5. The online monitoring method for rolling bearing condition based on stress wave signal analysis according to claim 3, characterized in that, The frequency ranges corresponding to the different frequency bands are: 0-62.5kHz, 62.5-125kHz, 125-187.5kHz, 187.5-250kHz, 250-312.5kHz, 312.5-375kHz, 375-437.5kHz, and 437.5-500kHz.
6. The online monitoring method for rolling bearing condition based on stress wave signal analysis according to claim 1, characterized in that, The specific method for determining the verification features is as follows: Lock the frequency band associated with the characteristic band and record it as the search segment. Confirm the standard band associated with the search segment, which is the preset band. Perform co-frequency verification between the standard band and the characteristic band, lock the amplitude difference at the same frequency (if the amplitude difference is greater than 0), select the maximum value from the confirmed amplitude differences, and output the determined maximum value as the verification feature.

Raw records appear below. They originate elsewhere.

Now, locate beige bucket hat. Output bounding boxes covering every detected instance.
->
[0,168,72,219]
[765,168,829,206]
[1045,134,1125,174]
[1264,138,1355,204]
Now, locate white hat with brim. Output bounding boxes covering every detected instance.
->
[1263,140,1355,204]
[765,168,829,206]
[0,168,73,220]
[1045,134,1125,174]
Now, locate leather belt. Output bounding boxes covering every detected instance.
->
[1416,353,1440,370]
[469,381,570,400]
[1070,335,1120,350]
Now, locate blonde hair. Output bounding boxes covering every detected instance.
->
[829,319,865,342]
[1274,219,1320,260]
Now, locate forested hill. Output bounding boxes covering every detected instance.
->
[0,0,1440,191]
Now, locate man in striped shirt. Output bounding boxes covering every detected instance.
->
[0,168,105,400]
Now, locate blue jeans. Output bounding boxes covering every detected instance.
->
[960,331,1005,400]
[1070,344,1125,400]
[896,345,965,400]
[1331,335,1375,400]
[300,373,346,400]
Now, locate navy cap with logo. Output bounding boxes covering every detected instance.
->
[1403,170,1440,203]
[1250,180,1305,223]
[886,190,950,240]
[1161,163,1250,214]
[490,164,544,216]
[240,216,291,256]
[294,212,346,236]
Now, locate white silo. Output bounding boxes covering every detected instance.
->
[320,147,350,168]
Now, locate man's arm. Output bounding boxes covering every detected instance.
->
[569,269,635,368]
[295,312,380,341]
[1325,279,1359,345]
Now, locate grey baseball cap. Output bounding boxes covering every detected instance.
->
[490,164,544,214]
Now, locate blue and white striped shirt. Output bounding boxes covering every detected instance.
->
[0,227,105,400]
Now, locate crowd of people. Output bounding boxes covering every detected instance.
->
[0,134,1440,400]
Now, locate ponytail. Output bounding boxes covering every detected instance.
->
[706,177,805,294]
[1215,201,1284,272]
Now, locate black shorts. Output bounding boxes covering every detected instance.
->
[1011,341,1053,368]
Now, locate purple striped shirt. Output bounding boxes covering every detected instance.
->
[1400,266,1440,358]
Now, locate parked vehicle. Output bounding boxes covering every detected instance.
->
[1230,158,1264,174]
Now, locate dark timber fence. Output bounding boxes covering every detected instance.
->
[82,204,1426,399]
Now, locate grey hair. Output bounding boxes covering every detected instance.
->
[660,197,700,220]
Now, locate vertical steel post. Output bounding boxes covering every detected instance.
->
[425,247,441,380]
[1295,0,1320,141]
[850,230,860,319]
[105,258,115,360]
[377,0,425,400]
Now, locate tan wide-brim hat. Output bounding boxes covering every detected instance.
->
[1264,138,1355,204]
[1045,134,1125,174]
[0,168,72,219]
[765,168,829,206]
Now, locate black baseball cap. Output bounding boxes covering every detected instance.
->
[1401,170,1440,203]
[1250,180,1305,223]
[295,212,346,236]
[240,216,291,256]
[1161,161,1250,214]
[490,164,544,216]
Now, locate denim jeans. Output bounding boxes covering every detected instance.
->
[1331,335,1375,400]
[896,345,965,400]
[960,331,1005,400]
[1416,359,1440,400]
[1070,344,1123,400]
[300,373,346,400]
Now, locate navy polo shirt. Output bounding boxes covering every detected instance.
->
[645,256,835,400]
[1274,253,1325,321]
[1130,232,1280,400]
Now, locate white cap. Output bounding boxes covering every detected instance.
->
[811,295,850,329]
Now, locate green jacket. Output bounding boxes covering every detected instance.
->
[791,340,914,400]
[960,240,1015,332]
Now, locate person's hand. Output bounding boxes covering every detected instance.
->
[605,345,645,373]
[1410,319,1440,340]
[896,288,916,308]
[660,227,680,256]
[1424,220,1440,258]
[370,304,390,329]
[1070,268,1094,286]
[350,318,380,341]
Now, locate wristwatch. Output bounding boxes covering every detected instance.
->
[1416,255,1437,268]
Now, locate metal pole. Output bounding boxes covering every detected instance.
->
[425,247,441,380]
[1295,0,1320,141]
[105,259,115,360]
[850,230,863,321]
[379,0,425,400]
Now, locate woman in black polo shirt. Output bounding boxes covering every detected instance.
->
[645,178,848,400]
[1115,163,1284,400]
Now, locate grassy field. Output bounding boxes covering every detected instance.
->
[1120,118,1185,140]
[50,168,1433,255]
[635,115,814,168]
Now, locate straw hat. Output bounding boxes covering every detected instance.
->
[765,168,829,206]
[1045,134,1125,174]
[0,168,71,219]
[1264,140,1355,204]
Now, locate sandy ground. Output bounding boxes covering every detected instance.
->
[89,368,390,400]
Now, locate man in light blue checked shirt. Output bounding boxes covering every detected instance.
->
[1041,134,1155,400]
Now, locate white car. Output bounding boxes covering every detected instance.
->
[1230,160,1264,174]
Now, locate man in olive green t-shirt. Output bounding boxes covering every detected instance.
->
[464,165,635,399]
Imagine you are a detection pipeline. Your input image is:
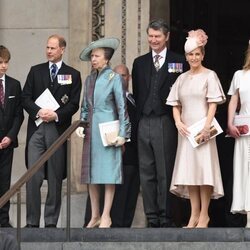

7. An online monitoring system for the condition of rolling bearings based on stress wave signal analysis, wherein the system operates according to the online monitoring method for the condition of rolling bearings based on stress wave signal analysis as described in claims 1-6, characterized in that, include: The set of end points is determined by placing stress wave monitoring sensors at designated locations on the rolling bearing and monitoring the stress waves generated during the rotation of the rolling bearing. From the monitored stress waves, a set of wavebands for a single operating cycle is selected. The calibration end of the band to be analyzed performs overlap verification on each pair of bands within the band set based on the band set associated with a single operating cycle, and locks the two sets of bands with the largest overlap as the bands to be analyzed. The characteristic band calibration end performs wavelet packet transform on the confirmed band to be analyzed, decomposes it into different frequencies to obtain different frequency bands, and performs energy confirmation. Based on the specific energy determination process, the characteristic band is locked. At the feature output end, based on the confirmed feature band, the frequency band associated with this feature band is used as the search segment, and then the standard band associated with this search segment is locked. The feature band and the standard band are verified, and the determined verification features are output.